Quick Weeknight Wins
Make It Tonight
Now that you have all the tips and tricks, it’s time to enjoy a delightful evening filled with the aromas of a home-cooked meal. This Weeknight Sesame Teriyaki Chicken with Ginger Rice is the perfect way to bring the family together around the dinner table. So gather your ingredients, put on your apron, and start cooking! You’ll be amazed at how quickly you can create a restaurant-quality dish in your own kitchen. Happy cooking!

Weeknight Sesame Teriyaki Chicken with Ginger Rice.
Equipment
- Large Mixing Bowl
- Skillet or Wok
- Rice cooker or pot
- Cutting Board
- Knife
- Measuring cups and spoons
Ingredients
- 4 tablespoons sesame oil
- 1/2 cup Panko breadcrumbs
- 1/4 cup raw sesame seeds
- Crushed red pepper flakes to taste
- 2 tablespoons chopped chives or green onions
- 1/2 cup low sodium soy sauce or tamari
- 1/4 cup honey
- 3 tablespoons rice vinegar
- 2 cucumbers thinly sliced
- 1 pound boneless skinless chicken thighs or breasts thinly sliced
- 2 teaspoons corn starch or flour
- 4 cloves garlic minced or grated
- Black pepper to taste
- 1 inch fresh ginger grated
- 2 red or orange bell peppers thinly sliced
- Steamed white or brown rice for serving
Instructions
- In a large mixing bowl, combine the low sodium soy sauce or tamari, honey, rice vinegar, minced garlic, grated ginger, and black pepper. Whisk until well combined. Add the sliced chicken to the marinade and let it sit for about 15 minutes.
- While the chicken is marinating, prepare your rice according to package instructions. Add about 1 tablespoon of grated fresh ginger to the water while the rice cooks for flavor.

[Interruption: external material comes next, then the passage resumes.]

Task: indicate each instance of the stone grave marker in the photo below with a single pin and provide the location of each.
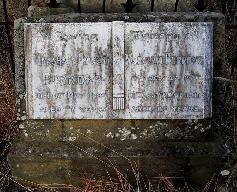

- Heat 2 tablespoons of sesame oil in a large skillet over medium-high heat. Remove the chicken from the marinade (reserving the marinade) and sprinkle the corn starch or flour over the chicken. Cook chicken for about 5-7 minutes until golden and cooked through.
- Add the sliced red or orange bell peppers to the skillet and stir-fry for 3-4 minutes. Pour the reserved marinade into the skillet and simmer for 2-3 minutes until thickened.
- Toast the Panko breadcrumbs and raw sesame seeds together in a small pan over medium heat until golden brown, watching carefully to avoid burning.
- Serve the ginger rice topped with the teriyaki chicken and vegetables. Sprinkle with toasted Panko, sesame seeds, and chopped chives or green onions. Add thinly sliced cucumbers on the side.
Notes
- Use organic honey or maple syrup as a natural sweetener alternative.
- Substitute brown rice for white rice to increase fiber and nutrients.
- Add extra vegetables like broccoli or snap peas for more nutrition.
- Store leftovers in airtight containers in the fridge for up to 3 days or freeze for up to a month.
- To thicken sauce further, mix additional corn starch with water and add while simmering.